最初はアイドルと言う方向に歩くのは、間違っている気がした。
しかし、歩んでいきうちに気が付いた。ああ、自分は形に拘りすぎていた、と。
暗闇に差し込んだ光は、自分の未来を照らし出してくれた。
暗闇で光明に救われた人間は、その明るさと温もりを決して忘れない。
「ん、千早。そろそろ炬燵に戻った方がいいぞ」
「はい、ありがとうございました。おかげでいい詞が思い浮かびました」
彼の言葉にそう答え、千早は彼の正面に座る。
「お役に立てて何よりだ」
「ええ、今度から作詞で困ったら、この方法を試してみようと思います」
そこまで言ってから千早は苦笑する。また暗い感じの曲が来ることもある。その時は作詞は無理だと断ろう。
「そっか・・・・・・あ、千早。
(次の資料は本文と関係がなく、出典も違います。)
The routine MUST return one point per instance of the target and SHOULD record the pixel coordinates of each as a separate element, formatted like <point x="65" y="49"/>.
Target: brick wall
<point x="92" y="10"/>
これ、カップリング曲のイメージだって」
「そう言えば、連絡を今日中にすると言ってましたね」
彼が思い出したように鞄から取り出した封筒を受け取り、中から曲が入ったCDとイメージなどが書かれた資料を取り出す。
「え~と、テーマは結婚!?」
「あはは、千早も憧れているのか? それも作詞は千早だけど」
絶句する千早に彼が暢気に声をかけてくる。
その声を聞きながら千早は思う。イメージを作るために妻にして下さい、と頼んでみようかな、と。